Other associated factors are:
- Firstly, a positive view of yourself – trust your strengths and weaknesses.
- You must also be a skilled communicator and problem-solver; that is, think of your problems as challenges to overcome and not as possible threats.
- Finally, you must have the ability to make realistic plans, and be able to handle your feelings and impulses, with a fair amount of self-control.
How does one become resilient?
The fundamental characteristics of resilient people are:
- They’re realistic
- They believe their life is meaningful
- They have a strong desire to improve
In addition, they can also:
- Know how to control their emotions
- Be empathetic
- Know how to accurately identify the causes of their problems
- Consider themselves competent
- Be self-confident
The most important characteristic of a resilient person resides in their way and style of thinking. A resilient person is realistic and flexible.
How to be resilient?
Resilience isn’t something some of us have and others don’t; it encompasses a series of skills and attitudes we can develop. How? Here are some tips on how to do it:
1. Establish relationships
We’ve already mentioned that emotional support is one of the most important factors that’ll help us be more resilient.

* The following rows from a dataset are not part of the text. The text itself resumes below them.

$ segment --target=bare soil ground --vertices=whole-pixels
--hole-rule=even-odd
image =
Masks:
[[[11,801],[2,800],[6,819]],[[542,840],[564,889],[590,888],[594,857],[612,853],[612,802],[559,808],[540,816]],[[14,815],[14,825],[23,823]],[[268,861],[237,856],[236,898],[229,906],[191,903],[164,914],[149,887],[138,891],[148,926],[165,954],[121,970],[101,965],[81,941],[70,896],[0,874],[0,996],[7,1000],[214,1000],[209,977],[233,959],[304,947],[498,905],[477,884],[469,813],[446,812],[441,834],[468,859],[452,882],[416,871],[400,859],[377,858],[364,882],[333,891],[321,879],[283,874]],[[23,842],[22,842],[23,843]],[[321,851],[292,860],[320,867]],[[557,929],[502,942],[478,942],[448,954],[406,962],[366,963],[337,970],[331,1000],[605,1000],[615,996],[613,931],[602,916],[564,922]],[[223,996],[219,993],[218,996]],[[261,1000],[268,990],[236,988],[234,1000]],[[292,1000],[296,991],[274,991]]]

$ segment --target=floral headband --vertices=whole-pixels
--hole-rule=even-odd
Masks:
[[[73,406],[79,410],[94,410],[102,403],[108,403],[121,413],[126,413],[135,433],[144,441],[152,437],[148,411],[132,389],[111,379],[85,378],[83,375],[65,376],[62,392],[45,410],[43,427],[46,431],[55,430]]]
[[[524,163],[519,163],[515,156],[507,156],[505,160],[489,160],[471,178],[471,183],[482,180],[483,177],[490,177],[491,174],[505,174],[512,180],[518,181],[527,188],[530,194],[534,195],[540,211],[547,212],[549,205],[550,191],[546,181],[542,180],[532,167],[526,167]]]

Having good interpersonal relationships, accepting the help and support offered to us, as well as helping those in need, strengthens our resilience.

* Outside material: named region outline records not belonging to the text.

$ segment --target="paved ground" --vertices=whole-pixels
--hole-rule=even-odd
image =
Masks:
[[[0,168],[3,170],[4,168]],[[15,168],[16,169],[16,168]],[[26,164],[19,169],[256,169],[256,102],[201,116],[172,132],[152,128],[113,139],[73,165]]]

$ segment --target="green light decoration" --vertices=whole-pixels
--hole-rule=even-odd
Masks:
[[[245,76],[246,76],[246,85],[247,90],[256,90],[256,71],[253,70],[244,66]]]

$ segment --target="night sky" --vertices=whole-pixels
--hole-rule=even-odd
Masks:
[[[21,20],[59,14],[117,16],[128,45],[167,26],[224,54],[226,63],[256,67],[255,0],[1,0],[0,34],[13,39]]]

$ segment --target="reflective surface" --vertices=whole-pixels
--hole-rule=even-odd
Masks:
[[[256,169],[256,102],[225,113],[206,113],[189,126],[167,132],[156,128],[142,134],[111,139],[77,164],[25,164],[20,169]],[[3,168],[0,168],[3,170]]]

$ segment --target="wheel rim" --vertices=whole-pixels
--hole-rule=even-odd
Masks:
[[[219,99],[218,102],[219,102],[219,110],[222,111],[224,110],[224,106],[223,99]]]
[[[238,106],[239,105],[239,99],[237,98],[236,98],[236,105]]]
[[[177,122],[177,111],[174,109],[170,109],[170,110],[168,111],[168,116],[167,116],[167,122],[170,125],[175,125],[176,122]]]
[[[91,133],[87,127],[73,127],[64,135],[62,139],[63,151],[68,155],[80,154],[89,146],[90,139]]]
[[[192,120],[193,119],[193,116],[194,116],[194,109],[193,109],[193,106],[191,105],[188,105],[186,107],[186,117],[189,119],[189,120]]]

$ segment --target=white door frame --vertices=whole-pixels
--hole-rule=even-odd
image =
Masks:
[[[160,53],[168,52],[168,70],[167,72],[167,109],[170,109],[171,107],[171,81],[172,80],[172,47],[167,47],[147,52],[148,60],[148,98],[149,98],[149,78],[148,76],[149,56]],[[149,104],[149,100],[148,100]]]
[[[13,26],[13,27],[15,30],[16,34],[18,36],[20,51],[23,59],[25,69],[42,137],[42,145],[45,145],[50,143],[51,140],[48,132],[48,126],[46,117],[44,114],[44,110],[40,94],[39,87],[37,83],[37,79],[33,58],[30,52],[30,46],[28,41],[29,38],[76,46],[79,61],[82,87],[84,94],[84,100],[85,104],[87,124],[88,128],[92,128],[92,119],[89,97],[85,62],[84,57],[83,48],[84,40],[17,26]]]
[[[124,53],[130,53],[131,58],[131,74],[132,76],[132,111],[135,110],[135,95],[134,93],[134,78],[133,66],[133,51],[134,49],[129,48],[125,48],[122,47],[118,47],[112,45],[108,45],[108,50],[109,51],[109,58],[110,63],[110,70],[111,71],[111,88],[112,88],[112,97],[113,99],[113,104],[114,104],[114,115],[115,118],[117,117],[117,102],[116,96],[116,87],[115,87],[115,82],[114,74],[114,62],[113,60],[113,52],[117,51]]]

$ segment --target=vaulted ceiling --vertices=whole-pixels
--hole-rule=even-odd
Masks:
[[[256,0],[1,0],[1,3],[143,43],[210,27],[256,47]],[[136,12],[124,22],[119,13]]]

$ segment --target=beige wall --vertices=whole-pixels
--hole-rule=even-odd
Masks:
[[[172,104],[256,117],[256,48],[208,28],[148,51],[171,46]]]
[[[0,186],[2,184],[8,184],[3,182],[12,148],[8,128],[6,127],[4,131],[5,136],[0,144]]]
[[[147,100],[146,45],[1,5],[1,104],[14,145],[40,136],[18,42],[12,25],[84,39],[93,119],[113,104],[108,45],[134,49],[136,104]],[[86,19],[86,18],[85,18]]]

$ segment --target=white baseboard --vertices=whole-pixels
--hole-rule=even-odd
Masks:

2. Realistic thinking, constructive thinking
We can’t prevent threatening or stressful events from occurring, but we can change the way we interpret and react to them.
Seeing problems as challenges to overcome, from a broad perspective. Thinking we’re capable of confronting them and finding possible solutions help us be more resilient.
3. Be resilient by accepting reality
Accepting that change is part of life is essential for adapting. This is because the adaptation process would stagnate without it.
4. Trust yourself
You don’t know what you’re capable of until you try, you may even be surprised at how much you can achieve.
5. Develop goals and objectives
Take action; don’t just stay there and wait for things to come to you. Set goals and targets, and fight for them.
6. Look for opportunities for self-discovery
Often times people become wiser after overcoming adversity or a stressful event. In this way, you learn something new about yourself every time you confront your demons.
There are many other ways to develop our resilience, we just have to identify the activities that allow us to build our personal strategy to develop it.
Finally, here’s a phrase to reflect upon:
“The curious paradox is that I can only change when I accept myself as I am.”